Abstract
Robotic technology is integrating into more aspects of our society. The ability to perform
multiple different functions in various environments is an important research challenge. Recent
developments in multi-task learning in Artificial Intelligence (AI) and machine learning could
enable a new generation of robotic technology. This thesis aims to explore techniques which
combine AI with robotics to enable generalization across a range of environments.
As the level of abstraction possible in deep learning has grown a very promising avenue of
research has become feasible: hybrid systems. In these approaches, an AI system is used to
undertake high-level planning and strategisation, while the execution of the plans is undertaken
by classical non-learned approaches. This enables a mutual compensation of AI and traditional
robotic systems, as the AI agents excel at generalisation for high-level problems and longterm
goal-oriented planning, while the robotics techniques specialise in precise and repeatable operations [24].
This thesis attempts to build upon this and further explore the multi-task-enabled AI agent and its
potential in robotic tasks.
First, general-purpose robots need to be able to work in multiple different environments. Even
when performing similar tasks, different behaviour should be deployed to best fit the current
environment. In this thesis, we propose a new approach to navigation, where it is treated
as a multi-task learning problem. This enables the robot to learn to behave differently in
visual navigation tasks for different environments while also learning shared expertise across
environments. We evaluate our approach in both simulated environments as well as real-world
data.
Following this, we introduce a new perspective for learning transferable content in multi-task
imitation learning. Humans are able to transfer skills and knowledge to new tasks. If we can
cycle to work and drive to the store, we can also cycle to the store and drive to work. We take
inspiration from this and hypothesize the latent memory of a policy network can be disentangled
into two partitions. These contain either the knowledge of the environmental context for the task
or the generalizable skill needed to solve the task. This allows improved training efficiency and
better generalization over previously unseen combinations of skills in the same environment, and
the same task in unseen environments. We used the proposed approach to train a disentangled
agent for two different multi-task IL environments. In both cases, we outperformed the SOTA
by 30% in task success rate. We also demonstrated this for navigation on a real robot, including
the visual navigation task of the previous chapter. This demonstration was also ported to a real
robot.
This ability to generalize to previously unseen tasks with little to no supervision is a key
challenge in modern machine learning research. Researchers often rely on reinforcement and
imitation learning to provide online adaptation to new tasks, through trial and error learning.

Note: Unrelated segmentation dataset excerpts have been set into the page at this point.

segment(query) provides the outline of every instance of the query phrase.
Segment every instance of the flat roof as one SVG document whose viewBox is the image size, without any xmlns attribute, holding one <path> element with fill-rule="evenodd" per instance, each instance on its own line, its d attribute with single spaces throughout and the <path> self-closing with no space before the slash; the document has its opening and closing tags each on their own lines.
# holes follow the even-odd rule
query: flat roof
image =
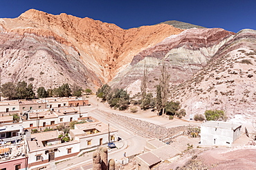
<svg viewBox="0 0 256 170">
<path fill-rule="evenodd" d="M 0 102 L 0 106 L 19 105 L 18 100 L 3 100 Z"/>
<path fill-rule="evenodd" d="M 71 114 L 73 112 L 77 113 L 78 111 L 77 109 L 75 109 L 75 108 L 71 108 L 71 107 L 60 108 L 60 107 L 58 107 L 57 109 L 54 109 L 54 112 L 57 115 L 61 116 L 61 115 Z"/>
<path fill-rule="evenodd" d="M 0 123 L 6 121 L 12 121 L 12 116 L 5 116 L 0 117 Z"/>
<path fill-rule="evenodd" d="M 154 149 L 151 152 L 159 157 L 163 161 L 175 156 L 176 154 L 181 153 L 181 151 L 178 151 L 174 147 L 167 145 Z"/>
<path fill-rule="evenodd" d="M 75 129 L 89 130 L 92 129 L 96 129 L 100 132 L 108 132 L 109 127 L 101 122 L 93 122 L 93 123 L 85 123 L 81 124 L 75 124 Z M 117 131 L 116 129 L 109 127 L 110 131 Z"/>
<path fill-rule="evenodd" d="M 241 126 L 241 124 L 233 123 L 227 123 L 221 121 L 207 121 L 201 124 L 201 126 L 204 127 L 218 127 L 222 129 L 236 129 L 239 127 Z"/>
<path fill-rule="evenodd" d="M 56 139 L 58 136 L 59 131 L 57 130 L 31 134 L 31 138 L 36 138 L 37 140 L 41 141 Z"/>
<path fill-rule="evenodd" d="M 29 113 L 30 118 L 36 118 L 42 116 L 44 116 L 44 118 L 57 117 L 57 115 L 55 115 L 53 112 L 51 112 L 51 111 Z"/>
<path fill-rule="evenodd" d="M 160 141 L 159 140 L 157 140 L 157 139 L 149 139 L 147 142 L 148 143 L 152 145 L 153 146 L 154 146 L 156 148 L 158 148 L 158 147 L 166 145 L 165 143 L 164 143 L 162 141 Z"/>
<path fill-rule="evenodd" d="M 161 161 L 158 156 L 152 152 L 147 152 L 142 155 L 138 156 L 138 157 L 147 164 L 149 167 Z"/>
</svg>

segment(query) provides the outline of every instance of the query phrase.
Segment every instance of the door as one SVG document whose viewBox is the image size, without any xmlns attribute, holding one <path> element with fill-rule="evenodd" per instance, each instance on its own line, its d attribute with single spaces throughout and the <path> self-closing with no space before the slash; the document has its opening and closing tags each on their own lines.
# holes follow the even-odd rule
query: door
<svg viewBox="0 0 256 170">
<path fill-rule="evenodd" d="M 10 131 L 6 132 L 6 138 L 10 138 L 11 135 L 12 135 L 12 132 Z"/>
<path fill-rule="evenodd" d="M 54 152 L 49 152 L 48 161 L 53 161 L 55 160 Z"/>
</svg>

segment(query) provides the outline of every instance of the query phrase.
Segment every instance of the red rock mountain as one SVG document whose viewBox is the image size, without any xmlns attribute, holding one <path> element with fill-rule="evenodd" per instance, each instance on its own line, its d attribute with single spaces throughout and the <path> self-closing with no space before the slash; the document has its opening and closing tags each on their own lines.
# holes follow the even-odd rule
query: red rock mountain
<svg viewBox="0 0 256 170">
<path fill-rule="evenodd" d="M 100 86 L 134 56 L 183 30 L 167 24 L 123 30 L 111 23 L 29 10 L 0 19 L 2 83 L 53 87 L 68 82 Z"/>
</svg>

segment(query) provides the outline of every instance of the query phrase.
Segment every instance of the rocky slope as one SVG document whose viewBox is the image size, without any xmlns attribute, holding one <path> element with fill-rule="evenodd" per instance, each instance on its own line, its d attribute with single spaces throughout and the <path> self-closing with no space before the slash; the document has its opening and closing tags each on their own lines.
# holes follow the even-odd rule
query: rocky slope
<svg viewBox="0 0 256 170">
<path fill-rule="evenodd" d="M 227 41 L 208 65 L 172 92 L 187 113 L 223 109 L 236 122 L 256 116 L 256 31 L 243 30 Z"/>
<path fill-rule="evenodd" d="M 167 21 L 161 23 L 165 23 L 168 25 L 171 25 L 175 28 L 181 28 L 181 29 L 190 29 L 190 28 L 206 28 L 205 27 L 191 24 L 189 23 L 184 23 L 184 22 L 181 22 L 179 21 Z"/>
<path fill-rule="evenodd" d="M 161 24 L 123 30 L 114 24 L 30 10 L 0 19 L 2 83 L 36 87 L 107 83 L 141 50 L 183 30 Z"/>
<path fill-rule="evenodd" d="M 112 81 L 113 86 L 127 88 L 134 94 L 140 92 L 144 65 L 148 70 L 149 92 L 158 83 L 160 68 L 165 61 L 173 85 L 191 78 L 203 68 L 212 56 L 234 33 L 223 29 L 190 29 L 172 35 L 154 47 L 136 55 L 130 65 Z"/>
</svg>

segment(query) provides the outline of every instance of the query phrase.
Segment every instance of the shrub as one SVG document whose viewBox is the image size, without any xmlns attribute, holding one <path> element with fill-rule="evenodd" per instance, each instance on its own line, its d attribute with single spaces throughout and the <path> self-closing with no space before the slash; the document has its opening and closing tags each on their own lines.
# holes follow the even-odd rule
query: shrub
<svg viewBox="0 0 256 170">
<path fill-rule="evenodd" d="M 206 110 L 205 111 L 205 119 L 209 120 L 224 120 L 226 117 L 223 110 Z"/>
<path fill-rule="evenodd" d="M 130 108 L 131 113 L 136 113 L 138 111 L 138 108 L 136 107 L 133 107 Z"/>
<path fill-rule="evenodd" d="M 203 114 L 196 114 L 194 116 L 194 120 L 196 121 L 203 121 L 205 118 Z"/>
<path fill-rule="evenodd" d="M 35 80 L 35 78 L 33 78 L 33 77 L 30 77 L 30 78 L 28 78 L 28 81 L 33 81 L 34 80 Z"/>
<path fill-rule="evenodd" d="M 244 60 L 241 61 L 240 63 L 242 63 L 242 64 L 253 65 L 252 62 L 250 60 L 247 60 L 247 59 L 244 59 Z"/>
<path fill-rule="evenodd" d="M 186 111 L 184 109 L 179 109 L 176 112 L 175 116 L 179 118 L 182 118 L 183 116 L 186 115 Z"/>
<path fill-rule="evenodd" d="M 174 116 L 172 116 L 172 115 L 169 116 L 169 120 L 172 120 L 174 119 Z"/>
</svg>

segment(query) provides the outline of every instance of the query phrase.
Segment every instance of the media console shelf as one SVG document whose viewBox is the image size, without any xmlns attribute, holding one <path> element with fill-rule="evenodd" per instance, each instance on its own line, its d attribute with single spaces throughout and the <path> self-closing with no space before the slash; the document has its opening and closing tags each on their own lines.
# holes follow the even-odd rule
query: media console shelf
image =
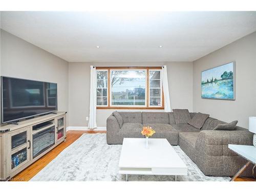
<svg viewBox="0 0 256 192">
<path fill-rule="evenodd" d="M 0 181 L 9 180 L 65 141 L 66 114 L 0 126 Z"/>
</svg>

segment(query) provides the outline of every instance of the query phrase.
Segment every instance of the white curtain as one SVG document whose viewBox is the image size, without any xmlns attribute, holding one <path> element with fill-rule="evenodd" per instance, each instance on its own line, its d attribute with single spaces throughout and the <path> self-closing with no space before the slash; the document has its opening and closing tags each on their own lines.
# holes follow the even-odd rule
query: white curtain
<svg viewBox="0 0 256 192">
<path fill-rule="evenodd" d="M 170 95 L 169 94 L 169 87 L 168 86 L 166 66 L 162 67 L 162 75 L 161 76 L 164 97 L 164 111 L 165 112 L 172 112 L 172 109 L 170 108 Z"/>
<path fill-rule="evenodd" d="M 89 129 L 97 127 L 96 124 L 96 105 L 97 105 L 97 88 L 96 88 L 96 71 L 94 66 L 91 66 L 91 86 L 90 90 L 90 114 Z"/>
</svg>

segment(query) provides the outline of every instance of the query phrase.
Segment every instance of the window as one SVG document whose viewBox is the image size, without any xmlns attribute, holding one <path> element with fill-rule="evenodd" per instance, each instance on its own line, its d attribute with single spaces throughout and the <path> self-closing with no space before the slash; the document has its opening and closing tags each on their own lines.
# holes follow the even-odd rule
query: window
<svg viewBox="0 0 256 192">
<path fill-rule="evenodd" d="M 110 73 L 111 106 L 146 106 L 146 70 L 111 70 Z"/>
<path fill-rule="evenodd" d="M 97 67 L 97 109 L 163 109 L 161 67 Z"/>
<path fill-rule="evenodd" d="M 97 105 L 108 106 L 108 70 L 97 70 Z"/>
</svg>

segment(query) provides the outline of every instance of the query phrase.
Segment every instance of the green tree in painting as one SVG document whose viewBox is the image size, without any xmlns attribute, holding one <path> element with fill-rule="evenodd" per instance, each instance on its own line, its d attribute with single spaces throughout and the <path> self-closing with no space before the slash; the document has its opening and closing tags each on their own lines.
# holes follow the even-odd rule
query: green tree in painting
<svg viewBox="0 0 256 192">
<path fill-rule="evenodd" d="M 229 73 L 225 71 L 222 75 L 221 76 L 221 79 L 229 79 L 233 78 L 233 72 L 230 71 Z"/>
</svg>

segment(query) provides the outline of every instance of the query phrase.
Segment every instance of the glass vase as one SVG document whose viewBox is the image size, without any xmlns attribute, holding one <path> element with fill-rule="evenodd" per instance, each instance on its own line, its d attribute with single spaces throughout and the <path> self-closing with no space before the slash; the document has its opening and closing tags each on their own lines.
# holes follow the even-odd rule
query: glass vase
<svg viewBox="0 0 256 192">
<path fill-rule="evenodd" d="M 145 148 L 148 148 L 148 137 L 146 137 L 146 142 L 145 143 Z"/>
</svg>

However, this can be challenging for complex tasks which require many timesteps or large
numbers of subtasks to complete. These “long horizon” tasks suffer from sample inefficiency
and can require extremely long training times before the agent can learn to perform the necessary
long-term planning. Therefore, we finally introduce CASE which attempts to address these
issues by utilising adaptive “near future” subgoals. These subgoals are re-calculated at each step
using compositional arithmetic in a learned latent representation space similar to the previous
chapter. In addition to improving learning efficiency for standard long-term tasks, this approach
also makes it possible to perform one-shot generalization to previously unseen tasks, given only
a single reference trajectory for the task in a different environment.
When we combine the works in this thesis, these contributions provide insights for a better
multitask generalization framework for long and complex robotic planning. The contributions centre
on multi-task learning and crossover to robotic navigation, reinforcement/imitation learning,
and generalization. The experiments in this thesis demonstrate that an AI-controlled robot can
perform simple tasks as well as a non-AI robot, while also handling more difficult tasks. This
thesis presents a general direction for robotic AI capable of handling multiple complex tasks and
sequential generalization. This enables better autonomy in both AI and robotics in the future.